The company, which also operates a store in Pittsburgh opposite PNC Park and a web site called ThePittsburghFan.com, has benefited from the multi-site capability of the NetSuite software. Previously, the retailer had to keep Pittsburgh merchandise both at the store in Pittsburgh and at its Chicago warehouse, from which it fulfilled web orders. NetSuite’s ability to track web inventory in more than one warehouse location has allowed Wrigleyville Sports to fulfill web orders for Pittsburgh merchandise from that city, eliminating the need to keep Pittsburgh-related merchandise in Chicago. That reduced its inventory on hand by about 27%, Weiss says.
NetSuite runs and manages the program for the retailer on a software-as-a-service basis, and the promise of a reduced workload was part of what drew Weiss to NetSuite. “We’ve increased our capacity to ship orders by at least 250% since moving to NetSuite,” Weiss says. “We had the biggest month we’ve ever had this past December, and we barely broke a sweat.”

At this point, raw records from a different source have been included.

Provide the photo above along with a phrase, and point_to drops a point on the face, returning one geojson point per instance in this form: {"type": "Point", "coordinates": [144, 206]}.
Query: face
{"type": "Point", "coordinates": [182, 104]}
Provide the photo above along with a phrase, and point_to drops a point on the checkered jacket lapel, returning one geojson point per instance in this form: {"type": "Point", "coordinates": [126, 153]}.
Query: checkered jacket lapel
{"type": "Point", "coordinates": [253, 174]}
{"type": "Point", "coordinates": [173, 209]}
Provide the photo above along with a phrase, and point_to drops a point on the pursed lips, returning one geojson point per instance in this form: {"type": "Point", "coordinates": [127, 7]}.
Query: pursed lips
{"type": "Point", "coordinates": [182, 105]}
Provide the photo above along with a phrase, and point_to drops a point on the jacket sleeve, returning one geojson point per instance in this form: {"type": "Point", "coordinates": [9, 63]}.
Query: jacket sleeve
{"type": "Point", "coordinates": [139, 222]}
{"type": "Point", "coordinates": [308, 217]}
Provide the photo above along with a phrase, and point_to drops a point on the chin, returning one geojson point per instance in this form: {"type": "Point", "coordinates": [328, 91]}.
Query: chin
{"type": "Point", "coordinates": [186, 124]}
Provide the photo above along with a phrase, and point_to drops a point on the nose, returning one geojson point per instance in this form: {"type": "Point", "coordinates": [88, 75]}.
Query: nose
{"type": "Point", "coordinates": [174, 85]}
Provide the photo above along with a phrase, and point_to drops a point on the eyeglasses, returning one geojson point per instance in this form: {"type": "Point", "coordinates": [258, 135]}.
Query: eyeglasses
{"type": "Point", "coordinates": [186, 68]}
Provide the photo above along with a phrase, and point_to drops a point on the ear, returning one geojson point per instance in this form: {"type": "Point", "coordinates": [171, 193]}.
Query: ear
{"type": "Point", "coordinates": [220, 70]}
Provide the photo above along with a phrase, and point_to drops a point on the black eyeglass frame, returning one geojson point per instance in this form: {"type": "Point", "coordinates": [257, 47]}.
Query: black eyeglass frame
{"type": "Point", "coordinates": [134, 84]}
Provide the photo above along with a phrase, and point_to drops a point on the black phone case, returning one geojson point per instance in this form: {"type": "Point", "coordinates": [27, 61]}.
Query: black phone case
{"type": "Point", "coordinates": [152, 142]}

As retailers try to preserve cash in today’s sour economy, more are opting for such hosted systems because they require less cash up front than licensed software that a retailer purchases and manages on its own, says Sandeep Walia, CEO of e-commerce software technology provider Ignify. “If someone is looking for a quick ROI they can see it more quickly with a hosted program,” he says.
Up-to-date inventory can also boost online sales, says Brian Kinsella, director of product management for supply chain software vendor Manhattan Associates Inc. If the retailer shares information with consumers, for instance by noting precisely when an out-of-stock item will be available, shoppers are more likely to order, he says.
Some order management systems have features that can help retailers better assist customers who call for help. The Original Parts program, for example, enables sales reps to take over a shopping session, move a customer’s mouse cursor, and complete an order for a shopper who is having trouble.